2. Policy Enforcement in DB Systems • Evaluated enterprise-wide information-disclosure policies: • Found inconsistencies in P3P and EPAL languages and suggested modifications. • Developed tools to distribute and access vertically partitioned data (e.g. SB1386 compliance) • Database tools for biosciences applications • Developed methods and tools for policy development, testing, and maintenance: • e.g. tools to extract P3P policy from an EPAL policy.
3. Sensitive Data in Distributed Systems and P2P • Sample results: • Paranoid Platform for Privacy Preferences (P4P) • Enable owner to retain the desired level of control over particular information types. • New mechanisms for long-term and secure data preservation in a peer-to-peer (P2P) system. • Combating P2P-based bot-nets (current-work). • Trusted platforms: • Terra architecture and Private Attestation. • Economic analysis of trusted platforms and DRM, • Studied applicability to privacy protection.
Trusted Platforms (TCG) • Research results: • Trusted-computing platform called Terra(SOSP ’03). • Privacy preserving attestation(ACM CCS ’04) • Economic analysis of trusted platforms and DRM (WEIS’04) • Events since project’s inception: • Delay/canceling of software tools (MS-NGSCB) • Premature open source virt. tools (Xen, QEMU) • Result: Need to rework PORTIA's trusted- computing agenda in light of these events.

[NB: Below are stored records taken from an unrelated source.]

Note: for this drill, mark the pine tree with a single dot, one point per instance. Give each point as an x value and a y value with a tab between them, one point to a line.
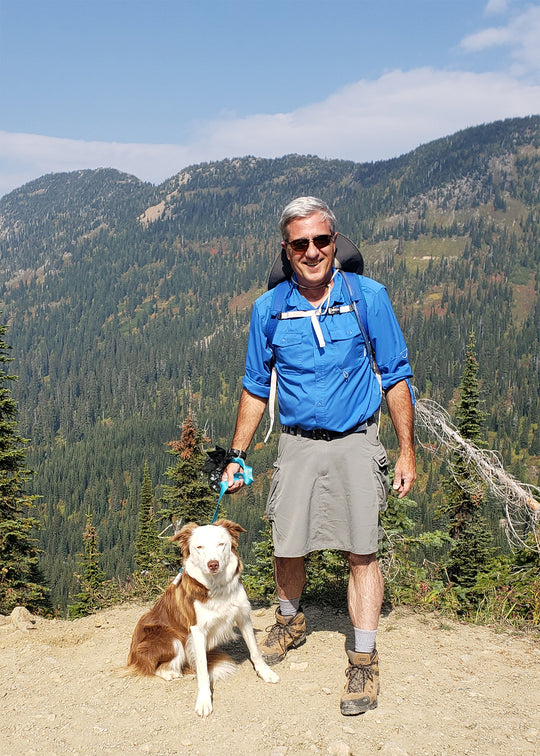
471	547
189	498
21	582
92	579
147	545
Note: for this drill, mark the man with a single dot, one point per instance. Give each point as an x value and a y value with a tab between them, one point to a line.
330	478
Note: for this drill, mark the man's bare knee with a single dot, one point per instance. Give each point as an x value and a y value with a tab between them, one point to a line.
361	560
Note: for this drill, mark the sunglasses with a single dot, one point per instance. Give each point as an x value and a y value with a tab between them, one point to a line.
301	245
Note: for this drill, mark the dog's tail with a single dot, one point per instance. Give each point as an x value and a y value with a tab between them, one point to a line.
220	665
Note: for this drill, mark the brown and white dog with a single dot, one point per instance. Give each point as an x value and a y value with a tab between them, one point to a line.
198	612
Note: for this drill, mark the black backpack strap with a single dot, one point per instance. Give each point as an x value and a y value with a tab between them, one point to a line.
278	301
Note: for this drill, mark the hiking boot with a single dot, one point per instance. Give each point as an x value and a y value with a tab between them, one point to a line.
362	686
286	633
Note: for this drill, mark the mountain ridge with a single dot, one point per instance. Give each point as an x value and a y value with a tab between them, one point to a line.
111	318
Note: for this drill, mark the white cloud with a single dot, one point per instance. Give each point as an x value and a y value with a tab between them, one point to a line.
494	7
368	120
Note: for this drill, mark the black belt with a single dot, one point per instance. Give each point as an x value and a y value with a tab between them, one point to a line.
322	434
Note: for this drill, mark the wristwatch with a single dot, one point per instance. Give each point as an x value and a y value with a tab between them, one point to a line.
240	453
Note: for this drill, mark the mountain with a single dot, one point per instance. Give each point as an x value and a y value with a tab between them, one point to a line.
128	306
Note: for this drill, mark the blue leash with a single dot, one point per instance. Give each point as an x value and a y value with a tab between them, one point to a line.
246	475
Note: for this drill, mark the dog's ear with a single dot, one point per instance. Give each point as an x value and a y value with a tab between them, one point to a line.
184	536
233	528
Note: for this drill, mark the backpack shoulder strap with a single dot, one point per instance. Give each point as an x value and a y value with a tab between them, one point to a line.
276	306
354	287
357	295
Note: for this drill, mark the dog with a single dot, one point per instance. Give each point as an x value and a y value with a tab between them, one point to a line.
197	612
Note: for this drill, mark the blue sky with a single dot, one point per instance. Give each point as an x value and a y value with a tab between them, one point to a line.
152	87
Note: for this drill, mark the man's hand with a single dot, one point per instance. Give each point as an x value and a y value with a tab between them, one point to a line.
404	474
228	475
398	399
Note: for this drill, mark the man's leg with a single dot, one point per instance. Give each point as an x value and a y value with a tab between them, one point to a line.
290	575
365	595
289	630
365	591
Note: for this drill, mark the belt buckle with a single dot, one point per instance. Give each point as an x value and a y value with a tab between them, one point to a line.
321	434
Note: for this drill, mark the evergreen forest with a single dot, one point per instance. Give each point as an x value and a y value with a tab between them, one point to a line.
127	307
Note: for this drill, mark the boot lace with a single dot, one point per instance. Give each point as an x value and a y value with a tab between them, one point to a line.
359	675
279	634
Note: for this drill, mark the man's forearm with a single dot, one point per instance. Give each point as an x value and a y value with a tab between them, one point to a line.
250	411
400	407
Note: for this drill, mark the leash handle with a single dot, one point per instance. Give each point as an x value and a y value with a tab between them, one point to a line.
246	475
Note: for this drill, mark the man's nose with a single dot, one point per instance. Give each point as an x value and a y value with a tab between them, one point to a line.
312	250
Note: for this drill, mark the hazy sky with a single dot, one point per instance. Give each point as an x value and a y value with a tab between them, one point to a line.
152	87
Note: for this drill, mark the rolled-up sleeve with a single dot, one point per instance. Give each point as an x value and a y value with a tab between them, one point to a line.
391	353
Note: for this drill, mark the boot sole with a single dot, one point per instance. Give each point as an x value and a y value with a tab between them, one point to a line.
352	708
276	658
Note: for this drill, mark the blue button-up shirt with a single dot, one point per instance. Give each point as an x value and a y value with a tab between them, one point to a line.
333	386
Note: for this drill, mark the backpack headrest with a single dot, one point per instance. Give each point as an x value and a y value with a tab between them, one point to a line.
348	258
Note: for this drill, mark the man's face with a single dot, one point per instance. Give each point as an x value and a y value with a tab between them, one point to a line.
314	266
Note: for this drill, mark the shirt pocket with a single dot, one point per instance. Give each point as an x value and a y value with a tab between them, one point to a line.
347	340
289	347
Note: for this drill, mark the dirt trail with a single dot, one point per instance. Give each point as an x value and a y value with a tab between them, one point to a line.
446	688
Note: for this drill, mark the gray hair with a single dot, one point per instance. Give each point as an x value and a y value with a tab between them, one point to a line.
303	207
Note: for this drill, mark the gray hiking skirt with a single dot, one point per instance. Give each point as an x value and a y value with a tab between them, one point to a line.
328	494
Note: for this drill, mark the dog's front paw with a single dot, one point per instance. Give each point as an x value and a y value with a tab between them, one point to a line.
267	674
203	707
168	674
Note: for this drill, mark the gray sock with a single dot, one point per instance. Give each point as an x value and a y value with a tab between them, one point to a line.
364	640
288	608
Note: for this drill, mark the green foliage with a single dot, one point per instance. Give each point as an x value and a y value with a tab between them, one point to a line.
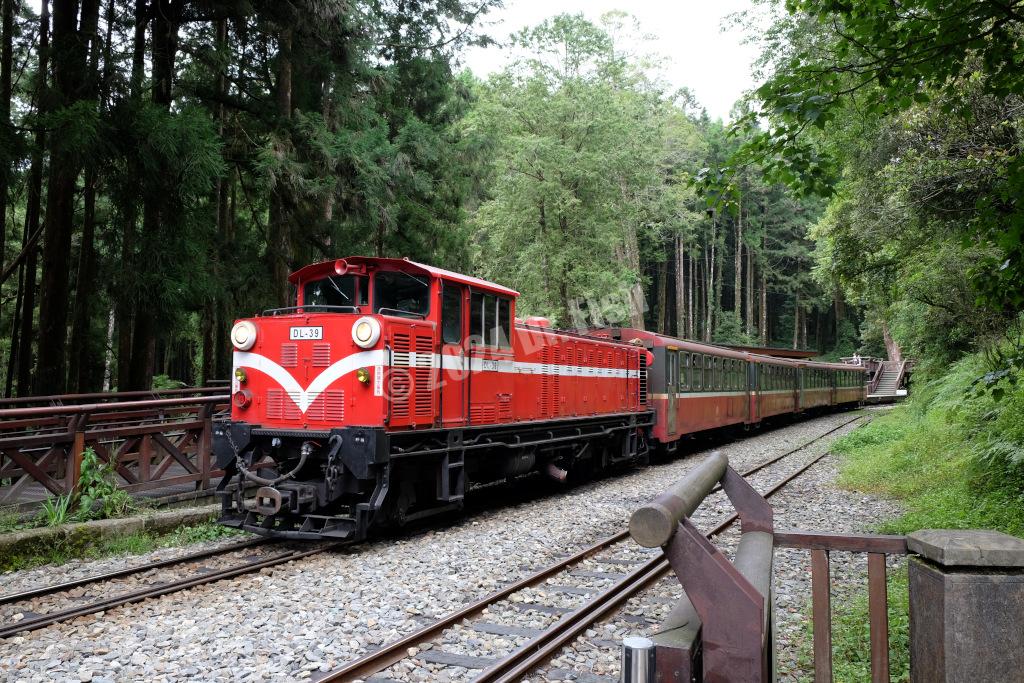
908	115
135	543
56	510
165	382
951	457
98	496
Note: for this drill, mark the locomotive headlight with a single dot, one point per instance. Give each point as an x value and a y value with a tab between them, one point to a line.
244	335
366	332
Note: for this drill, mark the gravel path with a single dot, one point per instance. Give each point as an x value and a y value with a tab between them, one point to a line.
295	621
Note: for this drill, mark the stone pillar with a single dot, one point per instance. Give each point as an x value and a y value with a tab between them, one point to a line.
967	606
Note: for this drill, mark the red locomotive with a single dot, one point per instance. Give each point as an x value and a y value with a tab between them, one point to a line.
391	387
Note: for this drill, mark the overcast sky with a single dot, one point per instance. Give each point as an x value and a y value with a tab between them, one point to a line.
713	63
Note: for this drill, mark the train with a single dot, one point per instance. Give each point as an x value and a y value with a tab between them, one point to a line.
391	388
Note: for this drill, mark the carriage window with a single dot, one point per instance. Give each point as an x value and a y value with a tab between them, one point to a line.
504	322
452	313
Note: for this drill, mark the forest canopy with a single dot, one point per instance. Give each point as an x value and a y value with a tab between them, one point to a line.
166	164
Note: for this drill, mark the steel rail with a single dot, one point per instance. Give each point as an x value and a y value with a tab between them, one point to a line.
127	571
80	409
547	644
102	604
395	651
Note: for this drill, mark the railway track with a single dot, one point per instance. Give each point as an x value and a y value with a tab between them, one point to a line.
201	577
377	660
538	647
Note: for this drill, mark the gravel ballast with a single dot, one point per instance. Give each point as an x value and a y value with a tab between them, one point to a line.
299	620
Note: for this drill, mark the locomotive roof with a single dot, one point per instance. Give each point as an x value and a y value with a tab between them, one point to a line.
326	267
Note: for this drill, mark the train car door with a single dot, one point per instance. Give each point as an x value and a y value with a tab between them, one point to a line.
454	377
491	363
671	386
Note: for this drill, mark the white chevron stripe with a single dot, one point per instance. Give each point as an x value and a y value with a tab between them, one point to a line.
321	382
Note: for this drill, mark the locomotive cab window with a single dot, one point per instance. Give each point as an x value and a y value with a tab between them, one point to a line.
489	319
332	291
452	313
398	293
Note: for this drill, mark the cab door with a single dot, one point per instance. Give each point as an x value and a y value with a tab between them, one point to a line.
672	387
454	370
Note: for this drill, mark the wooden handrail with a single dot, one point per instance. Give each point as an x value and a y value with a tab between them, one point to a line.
102	396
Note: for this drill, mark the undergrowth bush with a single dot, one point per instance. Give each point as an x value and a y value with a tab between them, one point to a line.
952	455
96	496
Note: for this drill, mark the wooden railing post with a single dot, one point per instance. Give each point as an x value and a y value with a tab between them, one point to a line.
821	613
204	451
878	610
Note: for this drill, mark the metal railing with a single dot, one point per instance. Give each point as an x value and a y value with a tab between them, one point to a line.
152	444
878	548
722	628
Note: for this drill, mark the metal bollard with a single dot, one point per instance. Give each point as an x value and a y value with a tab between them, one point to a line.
638	660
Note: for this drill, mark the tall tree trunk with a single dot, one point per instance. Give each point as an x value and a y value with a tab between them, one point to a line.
796	324
750	292
6	57
680	288
164	51
33	209
892	347
126	299
737	283
80	335
710	287
663	296
72	85
279	237
764	308
689	317
803	330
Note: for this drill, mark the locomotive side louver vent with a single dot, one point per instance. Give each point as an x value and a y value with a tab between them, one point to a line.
412	372
289	355
281	406
481	414
400	384
550	382
423	364
322	355
643	379
329	407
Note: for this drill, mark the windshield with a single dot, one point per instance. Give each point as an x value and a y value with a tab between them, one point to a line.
332	291
401	294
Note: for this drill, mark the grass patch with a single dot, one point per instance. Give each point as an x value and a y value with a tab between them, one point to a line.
953	458
129	544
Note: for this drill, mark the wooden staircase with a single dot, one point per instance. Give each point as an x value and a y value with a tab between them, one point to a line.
887	380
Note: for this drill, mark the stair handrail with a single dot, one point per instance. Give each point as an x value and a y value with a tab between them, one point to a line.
873	384
900	374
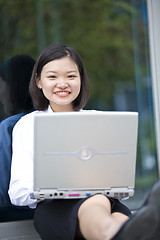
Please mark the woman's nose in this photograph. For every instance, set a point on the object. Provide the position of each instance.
(62, 84)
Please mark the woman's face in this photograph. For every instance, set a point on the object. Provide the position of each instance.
(60, 82)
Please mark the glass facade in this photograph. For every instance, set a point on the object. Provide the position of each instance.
(112, 38)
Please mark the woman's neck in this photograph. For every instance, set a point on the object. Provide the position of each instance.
(61, 108)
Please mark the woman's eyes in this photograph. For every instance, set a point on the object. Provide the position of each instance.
(69, 76)
(52, 77)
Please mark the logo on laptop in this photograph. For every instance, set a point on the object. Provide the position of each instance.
(84, 153)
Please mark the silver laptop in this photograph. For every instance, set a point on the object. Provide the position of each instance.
(82, 154)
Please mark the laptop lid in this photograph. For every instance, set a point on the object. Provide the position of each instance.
(78, 154)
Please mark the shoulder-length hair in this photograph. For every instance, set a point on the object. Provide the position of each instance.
(52, 52)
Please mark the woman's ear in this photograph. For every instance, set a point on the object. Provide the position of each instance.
(38, 82)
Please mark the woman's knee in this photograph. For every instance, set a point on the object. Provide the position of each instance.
(97, 200)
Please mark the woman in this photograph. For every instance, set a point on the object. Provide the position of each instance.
(59, 83)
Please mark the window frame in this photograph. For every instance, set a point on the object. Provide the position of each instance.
(153, 7)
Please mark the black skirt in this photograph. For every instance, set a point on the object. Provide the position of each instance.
(57, 219)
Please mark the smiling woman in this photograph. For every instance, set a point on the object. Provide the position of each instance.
(60, 78)
(60, 82)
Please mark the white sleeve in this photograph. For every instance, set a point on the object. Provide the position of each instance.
(21, 182)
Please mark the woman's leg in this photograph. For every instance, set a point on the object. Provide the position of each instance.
(96, 221)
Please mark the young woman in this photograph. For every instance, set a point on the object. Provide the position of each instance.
(59, 83)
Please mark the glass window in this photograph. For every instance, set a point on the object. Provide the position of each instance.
(112, 38)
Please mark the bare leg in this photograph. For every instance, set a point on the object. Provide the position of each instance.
(96, 221)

4. ID Theft and ID Privacy • PORTIA Tools to combat online ID theft: • Anti-phishing tools: SpoofGuard, PwdHash • Anti-Spyware tools: SpyBlock(under development) • All our tools are available with source code on PORTIA web site. • New ID privacy mechanisms: • New group signatures designed for privacy in VSC and Trusted Computing. • Implemented as open source software library. • New algorithms for k-anonymity in databases.
5. Contextual Integrity • Continued developing the concept of contextual integrity: • Developed norms of Appropriateness and transmission. • Applied to PORTIA via case studies, e.g. • Vehicle Safety Communication (VSC), and • Census Bureau. • Cyber-crime and Cyber-policing.
Summary • One and a half years into a five year project. • Significant progress on all research goals. • Continuing with planned research agenda. • Many remaining challenges in all five project themes. • Extensive educational and outreach activity.